Nike LeBron 18 | $200 | Nike
I talk a lot of shit on the Lakers for someone who has gone out of his way to check out the latest of LeBron James’ signature shoes every year. His latest, the Nike LeBron 18, proved no exception. Can you blame me? I’m a sneaker enthusiast first and a LeBron skeptic (not hater, key differentiation here) second. Every year, the new LeBron is the centerpiece of Nike’s basketball performance line. The brand spares no expense on the shoe, incorporating top-tier materials and regularly incorporating new technology into the silhouette. The most famous, dominant basketball player in the world subsequently gets a shoe every year that caters to his every need; needs few human beings on the planet share, as it turns out.
That’s the rub that comes with reviewing LeBron’s sneakers. More than any other signature athlete on the planet, Bron’s shoes cater to his specific on-court needs. And because he’s something of a once-in-a-generation physical specimen, the result can be a shoe that takes some getting used to for us mere mortals.
To call LeBron big wouldn’t do his unique physical form justice. He isn’t JUST big, and more specifically he isn’t even the biggest player in the league (that honor goes to Boban Marjanovic, who dwarfs LeBron’s 6’9 frame by nearly half a foot). But his body is a notoriously well-tuned machine. Seriously, look up a picture of the guy. Who looks like that? The dude has muscles in places I didn’t know you could have!
As a result, reviewing a pair of LeBrons isn’t as easy as reviewing a pair of Kyries or Dames. There’s admitted bias here: I’m a humble 5’10 and maybe 170 pounds. I’m on the slim side and the muscle I do have is on the leaner side. While it’d be ludicrous to say that I’m of the same physical caliber as those guys, their needs are a bit more in line with mine: light shoes that accentuate an athlete’s speed and assist in footwork above almost all else (I’m also a guy that generally needs some solid ankle support, which is why both of their shoes tend to work best for me). LeBron’s needs are substantially different. So what’s it like to hoop in his shoes as a normal-sized dude?

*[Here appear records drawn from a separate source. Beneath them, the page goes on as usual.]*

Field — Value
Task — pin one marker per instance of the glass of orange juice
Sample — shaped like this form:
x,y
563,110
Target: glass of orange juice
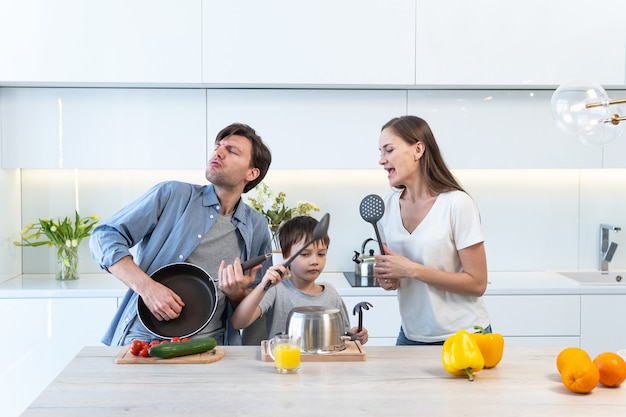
x,y
285,350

Well, first things first, the LeBron 18 ain’t light. The latest installment of the King’s signature sneaker line, like many before it, can’t claim to be the lightest yet. It makes sense. An athlete of James’ size and strength is going to be far more prone to a Zion Williamson-esque sneaker blowout mid-game than someone like Paul George or Kyrie Irving. As a result, the 18s are on the bulkier side, with a thick, heavy Battleknit making up the shoe’s upper with a reinforced heel and a massive Air Max unit in the heel.
There’s also some added bulk inside the shoe, albeit in a way that I take zero real issue with. It comes backed with extra padding and arch support for your feet, plus extra padding and support running up the heel, cushioning your Achilles perfectly. If there’s a downside to all this protection it’s that a mild blister had sprung up on one of my feet from the padding when I got home. It’s minor and doesn’t seem like something that’ll happen regularly but the potential for it is there.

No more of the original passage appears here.